Databricks

Overview

Extract connects to Databricks as a source by reading data from tables in your Databricks workspace. The connector uses the Databricks SQL Statement Execution API to query tables through a SQL warehouse and stream results as datasets.

You can configure the connector in two modes:

Table Discovery Mode: When no datasets are configured, Extract automatically discovers all accessible catalogs, schemas, and tables in your workspace and creates a stream for each table.
Explicit Datasets Mode: Configure specific tables to extract by providing catalog, schema, and table for each dataset. You can also optionally provide a primary_key and an incremental_timestamp_field per dataset.

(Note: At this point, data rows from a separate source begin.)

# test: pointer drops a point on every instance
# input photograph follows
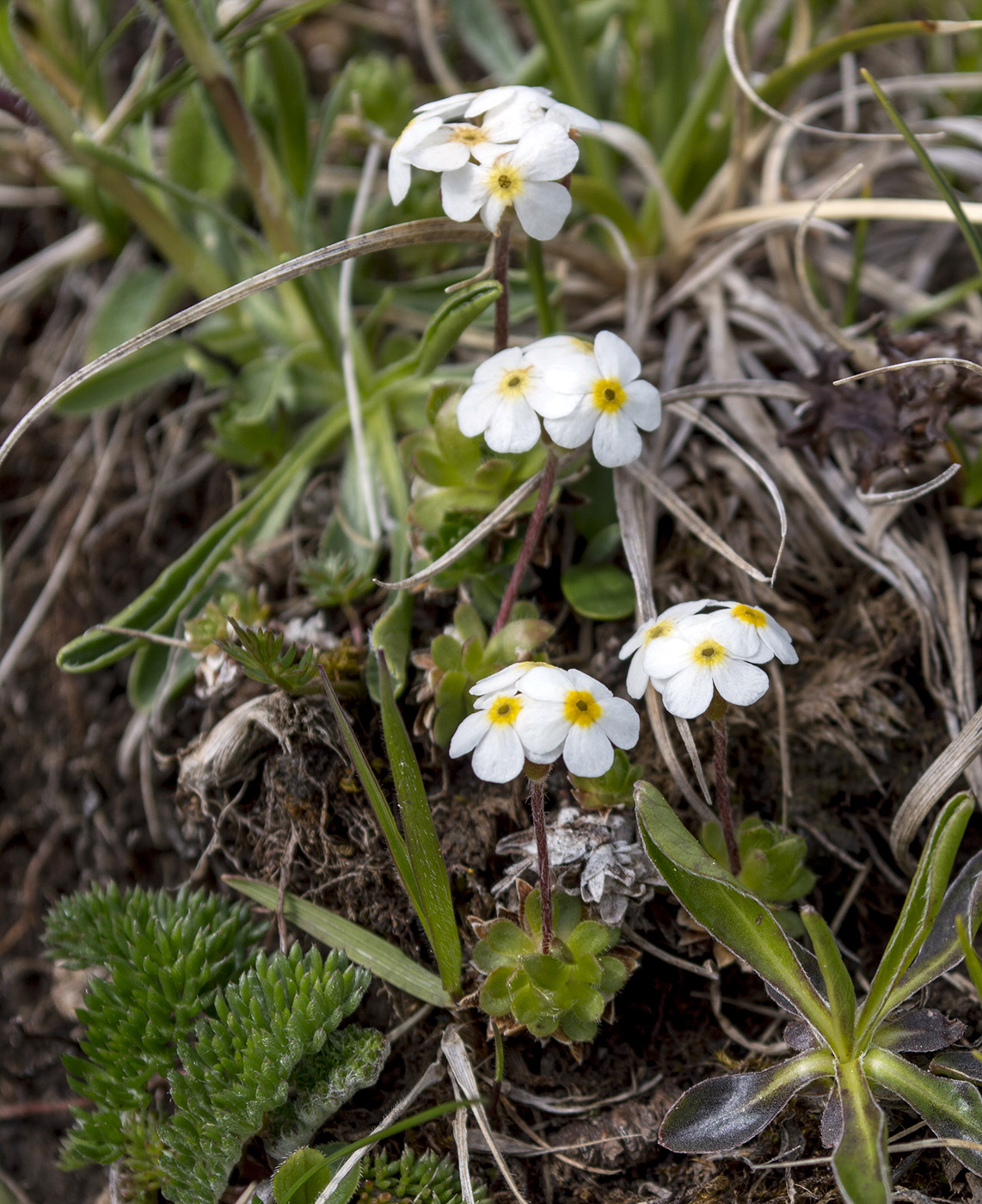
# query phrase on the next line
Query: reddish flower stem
(537, 798)
(722, 792)
(502, 247)
(529, 544)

Queries can run in Full Refresh mode or Incremental Changes mode when you specify an incremental timestamp column.

Prerequisites

A Databricks workspace with a SQL warehouse.
A Databricks personal access token (PAT), Databricks user OAuth app connection, or Databricks service principal OAuth secret for authentication.
Permissions to connect to the SQL warehouse and query the catalogs, schemas, and tables you want to extract.
Network access from Extract to your Databricks workspace. If your workspace restricts inbound traffic, allowlist the required Extract IPs or use approved private networking.

Authentication

Databricks authentication supports three options:

Access Token: a Databricks personal access token (PAT).
OAuth (User): a Databricks app connection that issues OAuth tokens for SQL access after a user signs in.
OAuth M2M / Service Principal: a Databricks service principal OAuth secret for machine-to-machine authentication.

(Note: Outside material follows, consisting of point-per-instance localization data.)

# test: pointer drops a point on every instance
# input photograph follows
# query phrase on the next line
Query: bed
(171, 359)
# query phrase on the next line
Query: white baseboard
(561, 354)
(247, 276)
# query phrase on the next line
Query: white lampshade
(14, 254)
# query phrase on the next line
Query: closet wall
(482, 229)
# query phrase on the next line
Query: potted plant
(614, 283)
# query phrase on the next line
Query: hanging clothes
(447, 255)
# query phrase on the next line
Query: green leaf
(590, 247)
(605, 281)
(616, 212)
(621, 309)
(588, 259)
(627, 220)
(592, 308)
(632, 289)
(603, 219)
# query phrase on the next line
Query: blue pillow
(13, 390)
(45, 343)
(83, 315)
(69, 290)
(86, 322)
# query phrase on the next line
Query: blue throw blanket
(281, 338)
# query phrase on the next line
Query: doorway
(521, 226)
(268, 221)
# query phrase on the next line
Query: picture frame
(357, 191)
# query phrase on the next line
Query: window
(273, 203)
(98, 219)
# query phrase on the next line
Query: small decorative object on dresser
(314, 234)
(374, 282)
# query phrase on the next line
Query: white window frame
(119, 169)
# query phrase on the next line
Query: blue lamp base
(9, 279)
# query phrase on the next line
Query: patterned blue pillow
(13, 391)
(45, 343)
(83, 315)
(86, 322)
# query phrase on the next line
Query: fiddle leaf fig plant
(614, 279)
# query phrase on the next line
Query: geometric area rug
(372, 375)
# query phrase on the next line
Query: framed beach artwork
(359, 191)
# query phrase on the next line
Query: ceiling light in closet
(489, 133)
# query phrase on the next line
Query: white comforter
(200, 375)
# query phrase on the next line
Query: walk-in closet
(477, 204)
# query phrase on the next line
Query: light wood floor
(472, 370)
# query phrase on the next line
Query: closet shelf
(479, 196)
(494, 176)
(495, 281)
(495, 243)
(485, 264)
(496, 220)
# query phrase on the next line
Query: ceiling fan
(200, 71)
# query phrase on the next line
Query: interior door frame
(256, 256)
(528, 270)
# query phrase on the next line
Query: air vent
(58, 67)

Extract determines which method to use via auth_type:

Set auth_type: access_token to use a PAT (requires access_token).
Set auth_type: oauth to use OAuth (requires client_id, client_secret, and the saved OAuth token).
Set auth_type: oauth_m2m to use service principal OAuth M2M (requires m2m_client_id and m2m_client_secret).
If auth_type is not set, Extract defaults to:
- access_token when access_token is provided
- otherwise oauth

You’ll also need:

Your Databricks workspace URL (for example, https://<your-workspace>.cloud.databricks.com) as workspace_url.
A Databricks SQL warehouse ID as warehouse_id.

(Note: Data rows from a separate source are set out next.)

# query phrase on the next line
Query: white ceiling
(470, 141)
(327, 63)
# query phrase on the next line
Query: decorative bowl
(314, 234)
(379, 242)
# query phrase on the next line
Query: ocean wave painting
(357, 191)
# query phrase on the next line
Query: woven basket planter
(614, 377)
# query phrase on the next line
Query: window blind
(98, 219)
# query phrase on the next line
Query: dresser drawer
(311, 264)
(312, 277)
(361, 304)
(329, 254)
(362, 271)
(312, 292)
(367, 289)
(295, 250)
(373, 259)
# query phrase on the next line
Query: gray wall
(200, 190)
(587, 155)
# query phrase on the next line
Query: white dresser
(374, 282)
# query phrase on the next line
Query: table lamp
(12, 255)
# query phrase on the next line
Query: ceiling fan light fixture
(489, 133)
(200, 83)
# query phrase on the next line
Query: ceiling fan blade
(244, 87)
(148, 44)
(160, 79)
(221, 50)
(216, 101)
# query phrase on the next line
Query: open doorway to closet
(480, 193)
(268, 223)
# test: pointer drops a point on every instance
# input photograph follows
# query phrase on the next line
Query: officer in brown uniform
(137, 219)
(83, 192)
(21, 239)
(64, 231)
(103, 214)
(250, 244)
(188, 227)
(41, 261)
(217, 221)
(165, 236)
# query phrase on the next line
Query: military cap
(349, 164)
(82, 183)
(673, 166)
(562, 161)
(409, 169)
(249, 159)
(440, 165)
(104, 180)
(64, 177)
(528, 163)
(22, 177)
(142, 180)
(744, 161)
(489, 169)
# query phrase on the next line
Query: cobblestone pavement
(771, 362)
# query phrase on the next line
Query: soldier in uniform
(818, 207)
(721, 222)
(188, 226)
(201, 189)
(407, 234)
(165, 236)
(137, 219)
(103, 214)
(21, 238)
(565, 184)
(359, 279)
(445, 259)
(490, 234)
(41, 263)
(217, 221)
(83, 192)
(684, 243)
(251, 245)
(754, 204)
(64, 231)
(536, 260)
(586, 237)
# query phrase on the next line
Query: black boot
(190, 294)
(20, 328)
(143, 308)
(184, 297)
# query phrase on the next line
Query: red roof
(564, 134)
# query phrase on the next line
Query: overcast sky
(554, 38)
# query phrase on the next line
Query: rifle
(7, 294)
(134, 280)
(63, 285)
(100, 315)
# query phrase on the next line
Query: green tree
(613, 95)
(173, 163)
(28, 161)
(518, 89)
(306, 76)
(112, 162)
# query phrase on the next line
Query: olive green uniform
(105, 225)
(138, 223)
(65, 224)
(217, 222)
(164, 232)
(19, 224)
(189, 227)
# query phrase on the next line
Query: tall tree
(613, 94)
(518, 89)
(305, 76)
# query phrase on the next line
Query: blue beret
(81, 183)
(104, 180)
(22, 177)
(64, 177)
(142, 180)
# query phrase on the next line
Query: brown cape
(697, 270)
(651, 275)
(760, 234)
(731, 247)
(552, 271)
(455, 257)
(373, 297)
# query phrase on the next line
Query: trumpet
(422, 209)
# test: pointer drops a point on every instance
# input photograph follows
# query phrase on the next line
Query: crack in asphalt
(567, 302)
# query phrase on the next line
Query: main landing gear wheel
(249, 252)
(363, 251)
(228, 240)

Extract sends the resulting token as a Bearer token to the Databricks SQL Statements API and validates credentials by executing a simple test query during login.

Setup Guide

In your Databricks workspace:

Go to SQL Warehouses in the sidebar.
Select the warehouse you want Extract to use.
Click on the Connection details tab.
Copy the following values:
- Server Hostname (e.g., adb-1234567890123456.7.azuredatabricks.net)
- HTTP Path (e.g., /sql/1.0/warehouses/abc123def456)

The Workspace URL for the connector is https://<Server Hostname>.

The Warehouse ID is the last segment of the HTTP Path (e.g., abc123def456).

Extract supports Access Token (PAT), OAuth (User), and OAuth M2M / Service Principal authentication.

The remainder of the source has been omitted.